Located in the southern part of the city, along the Toyohira riverside, in the confluence with the Makomanai River, the park contains coniferous and broad-leaved trees.

The park includes over 10 km of walking paths. It is used from spring to autumn as a walk or jogging course and in winter as a cross-country skiing path.

The Makomanai Open Stadium, sited at the center of the park, opened on 1971. The stadium hosted the Olympics Opening ceremony and the speed skating events. It is used today for speed skating competitions in the winter, and as a tennis court in the summer.

The park also contains the Makomanai Ice Arena, which opened also in 1972. The arena was inside the new venues plan and hosted during the Winter Olympics figure skating competitions, some ice hockey games and the closing ceremonies.
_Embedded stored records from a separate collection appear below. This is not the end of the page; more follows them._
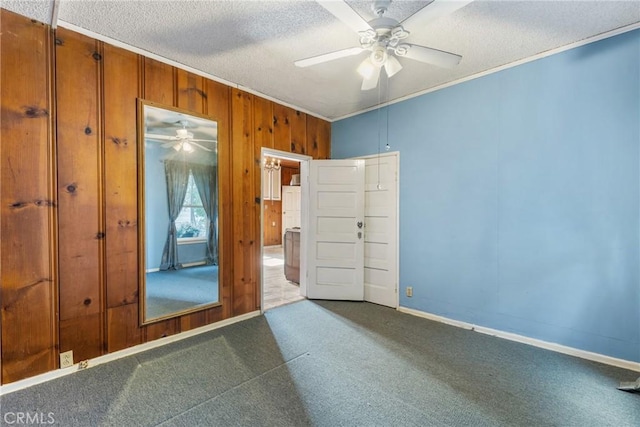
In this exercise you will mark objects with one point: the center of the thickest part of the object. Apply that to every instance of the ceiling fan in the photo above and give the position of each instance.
(182, 141)
(384, 38)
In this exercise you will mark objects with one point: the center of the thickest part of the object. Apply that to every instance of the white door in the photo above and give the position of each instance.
(381, 230)
(335, 238)
(291, 204)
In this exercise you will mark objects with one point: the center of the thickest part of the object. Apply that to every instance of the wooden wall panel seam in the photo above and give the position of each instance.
(240, 157)
(53, 192)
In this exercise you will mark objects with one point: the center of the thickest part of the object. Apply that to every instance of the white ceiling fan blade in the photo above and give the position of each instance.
(199, 146)
(343, 12)
(431, 12)
(432, 56)
(392, 66)
(328, 57)
(160, 137)
(202, 140)
(372, 81)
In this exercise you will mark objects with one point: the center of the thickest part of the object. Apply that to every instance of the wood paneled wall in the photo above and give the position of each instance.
(69, 245)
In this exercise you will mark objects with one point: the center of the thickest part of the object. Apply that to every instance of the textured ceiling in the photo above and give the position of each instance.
(253, 44)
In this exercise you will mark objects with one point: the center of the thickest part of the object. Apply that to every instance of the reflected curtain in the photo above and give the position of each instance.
(177, 177)
(205, 178)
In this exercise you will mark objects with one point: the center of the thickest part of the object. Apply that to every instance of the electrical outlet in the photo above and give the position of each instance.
(66, 359)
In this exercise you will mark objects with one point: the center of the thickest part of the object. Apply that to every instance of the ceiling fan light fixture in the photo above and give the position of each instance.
(378, 56)
(187, 147)
(366, 68)
(392, 66)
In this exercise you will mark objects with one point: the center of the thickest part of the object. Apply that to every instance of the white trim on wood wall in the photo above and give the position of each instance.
(151, 55)
(109, 357)
(558, 348)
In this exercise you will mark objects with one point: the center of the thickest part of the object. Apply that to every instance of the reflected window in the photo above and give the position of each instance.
(191, 223)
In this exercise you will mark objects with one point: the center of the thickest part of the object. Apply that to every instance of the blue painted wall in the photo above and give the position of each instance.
(157, 213)
(519, 197)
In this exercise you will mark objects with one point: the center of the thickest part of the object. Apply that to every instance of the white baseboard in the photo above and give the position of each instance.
(48, 376)
(595, 357)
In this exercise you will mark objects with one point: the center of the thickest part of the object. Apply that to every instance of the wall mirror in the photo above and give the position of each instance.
(178, 212)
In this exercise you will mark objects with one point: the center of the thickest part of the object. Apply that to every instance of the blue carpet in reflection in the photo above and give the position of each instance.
(177, 290)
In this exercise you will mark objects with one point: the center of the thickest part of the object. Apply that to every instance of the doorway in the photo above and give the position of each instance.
(281, 225)
(380, 232)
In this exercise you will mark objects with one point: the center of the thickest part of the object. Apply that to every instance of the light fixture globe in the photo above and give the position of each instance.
(378, 55)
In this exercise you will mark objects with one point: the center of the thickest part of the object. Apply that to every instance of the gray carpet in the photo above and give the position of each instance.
(338, 363)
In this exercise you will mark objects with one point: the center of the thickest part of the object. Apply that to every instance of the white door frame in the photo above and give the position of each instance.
(304, 162)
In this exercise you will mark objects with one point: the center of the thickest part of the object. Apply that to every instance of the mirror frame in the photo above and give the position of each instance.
(142, 249)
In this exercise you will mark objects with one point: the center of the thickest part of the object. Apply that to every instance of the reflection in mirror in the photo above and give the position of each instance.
(179, 183)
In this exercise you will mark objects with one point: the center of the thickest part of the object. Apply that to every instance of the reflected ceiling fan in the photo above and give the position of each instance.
(182, 141)
(385, 38)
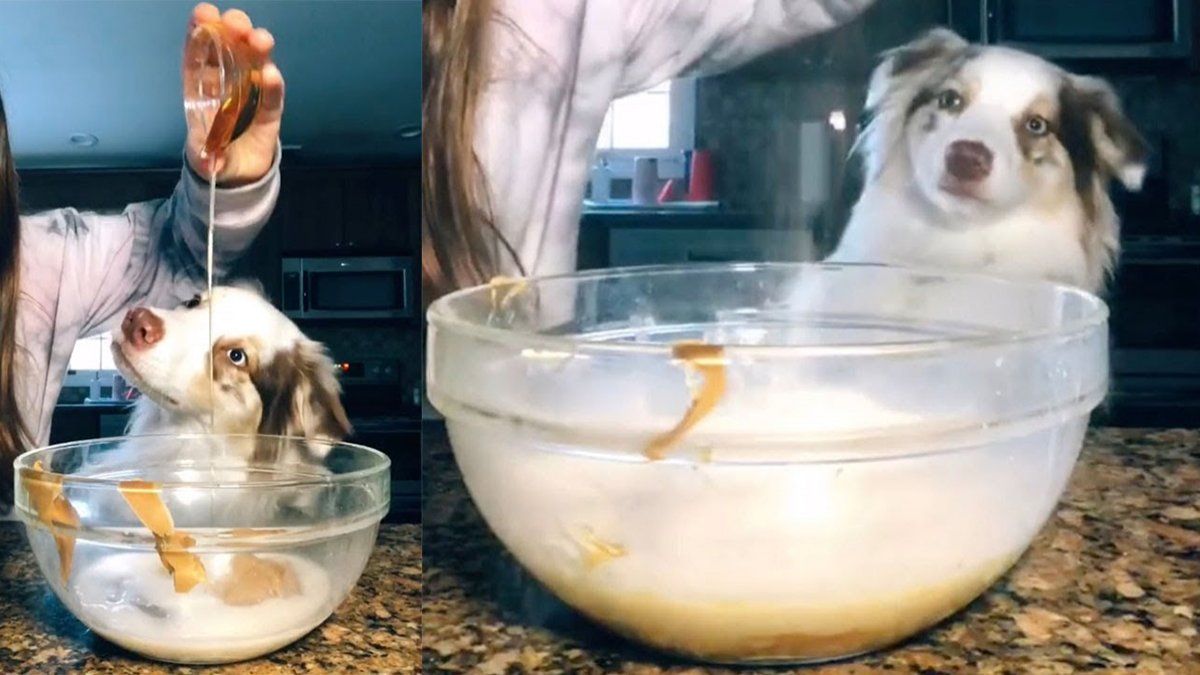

Today, it is utilized as a concert venue and ice skating facility.

The Sapporo Salmon Museum, opened in 1984. It is located at the northwestern end of the park, and explains the fish, including its life history and its importance for the region. In the outdoor observation channel, visitors can watch salmon spawning in autumn, and newly spawned salmon alevins in the spring. The indoor aquarium exhibits rainbow trout, landlocked salmon and Sakhalin taimen species.

== Access ==
- Namboku Line: 20 minutes walking distance from Makomanai Station.